I realised that with what experience and skill sets he and I had, we very much filled in the blanks for each other. He introduced me to the guy that would become our other business partner, Olly Brading. While I developed this really academic view of drinks, I had completely misunderstood what actually makes people enjoy bars. What they stay for and truly enjoy on a night’s out, isn’t really the drinks. It is the ambience and the company.”

The experience

“One of the more appropriate neuroscientific principles I had failed to appreciate was that all of our sensory inputs are combined before reaching the part of the brain that’s responsible for conscious awareness. The idea that we don’t just taste with our mouths, we do it with our eyes, we do it with the bones that can feel vibrations of sound and music. What we wanted to do when we launched the Cocktail Trading Co. was have very good drinks as well as a huge focus on atmosphere and service.

I really never want to make people wait more than ten minutes. No matter how good a cocktail is when it arrives, it’s important that its effect hasn’t been lost somewhat by the time you’ve looked at your watch wondering where it is. Whether your water hasn’t been topped off, or the music isn’t quite right, or the lights are too bright, or your server has been a little bit obnoxious, these are all things that can completely destroy your experience.

The takeover

“Apart from our focus on service, Andy wanted to have extremely visual drinks. Conceptual cocktails are just a lot of fun to play with, and they give customers more elements to interact with. Plus, if a drink looks utterly insane you’re getting better PR than you can pay for. That’s also why when we do guest shifts, our drinks will be very visual and humour forward.
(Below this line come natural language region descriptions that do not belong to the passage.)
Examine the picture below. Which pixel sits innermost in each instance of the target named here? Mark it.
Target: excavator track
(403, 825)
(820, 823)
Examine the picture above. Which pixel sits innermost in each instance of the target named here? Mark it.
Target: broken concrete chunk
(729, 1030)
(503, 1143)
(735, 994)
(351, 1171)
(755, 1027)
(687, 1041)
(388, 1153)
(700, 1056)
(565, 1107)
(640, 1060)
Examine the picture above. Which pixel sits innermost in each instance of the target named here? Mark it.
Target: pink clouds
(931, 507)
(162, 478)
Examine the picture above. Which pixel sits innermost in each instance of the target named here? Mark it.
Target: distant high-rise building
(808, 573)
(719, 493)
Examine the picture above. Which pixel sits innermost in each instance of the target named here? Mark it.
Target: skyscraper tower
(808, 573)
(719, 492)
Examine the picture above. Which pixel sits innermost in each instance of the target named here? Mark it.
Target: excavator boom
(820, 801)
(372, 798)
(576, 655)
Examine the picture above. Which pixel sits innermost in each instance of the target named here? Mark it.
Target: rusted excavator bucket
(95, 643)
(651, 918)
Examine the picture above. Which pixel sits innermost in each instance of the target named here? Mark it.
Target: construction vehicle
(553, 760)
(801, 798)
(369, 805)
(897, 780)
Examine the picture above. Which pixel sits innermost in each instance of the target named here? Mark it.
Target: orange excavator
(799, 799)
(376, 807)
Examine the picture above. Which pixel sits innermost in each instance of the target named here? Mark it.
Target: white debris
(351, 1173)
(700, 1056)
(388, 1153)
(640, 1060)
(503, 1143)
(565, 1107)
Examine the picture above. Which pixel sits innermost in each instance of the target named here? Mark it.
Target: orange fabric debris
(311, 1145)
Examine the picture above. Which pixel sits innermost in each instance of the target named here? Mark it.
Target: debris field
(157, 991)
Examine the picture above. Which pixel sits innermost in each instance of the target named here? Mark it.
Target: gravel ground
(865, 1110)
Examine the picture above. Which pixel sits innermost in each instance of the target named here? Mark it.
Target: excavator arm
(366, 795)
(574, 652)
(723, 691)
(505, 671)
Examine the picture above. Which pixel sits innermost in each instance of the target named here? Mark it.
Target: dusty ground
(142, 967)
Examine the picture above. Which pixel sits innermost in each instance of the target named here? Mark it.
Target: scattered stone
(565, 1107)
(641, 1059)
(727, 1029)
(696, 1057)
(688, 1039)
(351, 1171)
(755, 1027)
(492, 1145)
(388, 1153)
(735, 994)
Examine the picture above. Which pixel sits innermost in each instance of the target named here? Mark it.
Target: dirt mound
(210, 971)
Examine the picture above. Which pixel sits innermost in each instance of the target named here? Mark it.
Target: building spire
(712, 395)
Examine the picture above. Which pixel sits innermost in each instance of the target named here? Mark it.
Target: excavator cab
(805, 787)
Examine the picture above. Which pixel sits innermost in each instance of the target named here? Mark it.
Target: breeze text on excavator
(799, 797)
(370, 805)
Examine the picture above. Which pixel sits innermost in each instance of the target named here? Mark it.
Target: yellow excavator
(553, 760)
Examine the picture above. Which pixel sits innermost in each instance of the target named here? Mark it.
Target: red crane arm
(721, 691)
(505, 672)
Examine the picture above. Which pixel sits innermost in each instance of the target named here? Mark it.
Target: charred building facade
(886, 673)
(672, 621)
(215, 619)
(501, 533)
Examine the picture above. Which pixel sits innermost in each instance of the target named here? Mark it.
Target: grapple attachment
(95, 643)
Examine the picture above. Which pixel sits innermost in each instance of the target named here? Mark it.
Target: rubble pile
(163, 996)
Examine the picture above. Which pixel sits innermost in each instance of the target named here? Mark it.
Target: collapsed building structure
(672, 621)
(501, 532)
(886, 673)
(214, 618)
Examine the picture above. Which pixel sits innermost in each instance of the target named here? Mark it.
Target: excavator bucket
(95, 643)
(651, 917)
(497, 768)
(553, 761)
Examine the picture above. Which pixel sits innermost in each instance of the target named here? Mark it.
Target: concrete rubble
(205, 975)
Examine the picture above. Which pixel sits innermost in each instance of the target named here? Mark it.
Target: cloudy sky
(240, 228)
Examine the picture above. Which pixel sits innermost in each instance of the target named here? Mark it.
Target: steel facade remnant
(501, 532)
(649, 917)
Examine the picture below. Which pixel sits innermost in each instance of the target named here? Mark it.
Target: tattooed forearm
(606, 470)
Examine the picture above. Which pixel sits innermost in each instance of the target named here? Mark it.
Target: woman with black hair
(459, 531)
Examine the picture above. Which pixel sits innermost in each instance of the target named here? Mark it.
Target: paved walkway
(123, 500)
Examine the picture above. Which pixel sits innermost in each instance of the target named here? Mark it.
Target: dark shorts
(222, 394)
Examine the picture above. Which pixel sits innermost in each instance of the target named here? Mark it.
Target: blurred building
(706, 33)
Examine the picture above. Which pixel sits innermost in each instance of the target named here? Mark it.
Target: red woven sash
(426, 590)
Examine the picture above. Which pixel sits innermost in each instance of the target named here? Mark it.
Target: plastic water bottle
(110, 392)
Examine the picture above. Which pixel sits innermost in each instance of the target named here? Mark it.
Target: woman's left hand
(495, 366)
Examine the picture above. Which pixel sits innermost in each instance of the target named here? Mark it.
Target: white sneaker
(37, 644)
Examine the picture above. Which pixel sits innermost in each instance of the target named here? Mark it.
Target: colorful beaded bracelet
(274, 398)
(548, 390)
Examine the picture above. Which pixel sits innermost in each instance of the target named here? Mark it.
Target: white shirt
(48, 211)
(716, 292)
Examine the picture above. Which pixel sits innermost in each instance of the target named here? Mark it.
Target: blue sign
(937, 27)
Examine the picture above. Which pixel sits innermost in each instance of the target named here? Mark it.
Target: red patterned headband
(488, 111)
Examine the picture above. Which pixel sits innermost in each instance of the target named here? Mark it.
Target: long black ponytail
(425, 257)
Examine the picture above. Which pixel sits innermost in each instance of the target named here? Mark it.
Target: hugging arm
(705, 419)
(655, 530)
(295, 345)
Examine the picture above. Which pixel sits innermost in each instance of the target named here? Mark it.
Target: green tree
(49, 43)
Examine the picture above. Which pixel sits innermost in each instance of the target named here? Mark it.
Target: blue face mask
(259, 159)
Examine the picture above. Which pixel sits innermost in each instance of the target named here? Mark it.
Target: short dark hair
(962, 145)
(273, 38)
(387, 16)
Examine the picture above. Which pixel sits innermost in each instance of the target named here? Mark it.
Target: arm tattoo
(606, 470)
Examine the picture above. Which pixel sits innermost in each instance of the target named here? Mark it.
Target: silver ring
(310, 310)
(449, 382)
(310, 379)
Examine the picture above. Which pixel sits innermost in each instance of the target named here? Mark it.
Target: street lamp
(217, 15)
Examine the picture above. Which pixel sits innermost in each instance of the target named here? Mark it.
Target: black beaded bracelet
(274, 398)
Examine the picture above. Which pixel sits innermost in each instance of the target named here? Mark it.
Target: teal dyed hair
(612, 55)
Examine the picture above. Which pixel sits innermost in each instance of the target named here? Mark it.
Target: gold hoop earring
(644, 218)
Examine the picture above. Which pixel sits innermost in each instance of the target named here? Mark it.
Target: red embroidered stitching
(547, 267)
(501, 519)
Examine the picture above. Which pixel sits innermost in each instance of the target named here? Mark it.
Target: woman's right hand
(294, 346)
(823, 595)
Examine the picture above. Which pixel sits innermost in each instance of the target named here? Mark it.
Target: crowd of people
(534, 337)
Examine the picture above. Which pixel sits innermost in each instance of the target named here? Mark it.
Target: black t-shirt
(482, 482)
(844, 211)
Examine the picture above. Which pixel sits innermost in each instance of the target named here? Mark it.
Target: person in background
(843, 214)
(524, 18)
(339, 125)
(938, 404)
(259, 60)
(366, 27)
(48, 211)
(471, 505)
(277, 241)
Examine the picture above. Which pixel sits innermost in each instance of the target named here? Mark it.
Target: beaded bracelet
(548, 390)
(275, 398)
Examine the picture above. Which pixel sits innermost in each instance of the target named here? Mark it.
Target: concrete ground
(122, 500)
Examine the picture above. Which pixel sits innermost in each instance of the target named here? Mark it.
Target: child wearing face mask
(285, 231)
I really look forward to the takeover of Bar TwentySeven. Sir Edmond offers a unique flavour: you don’t normally find vanilla in gin. It provides a completely new opportunity for people who aren’t yet gin drinkers, and encourages bartenders to use it differently than they would other new gins. I first came to Amsterdam for a global cocktail competition, and I’ve been back probably three times a year ever since. My first solo consultancy client was Libbey, a glass producer I’ve loved working with – and who make the LAB range, featuring during the takeover – and I’ve often done shifts at Tales & Spirits, Door 74 and more recently at Flying Dutchmen Cocktails. There aren’t too many jobs which involve travelling and truly experiencing the social life of a city. It’s incredible.”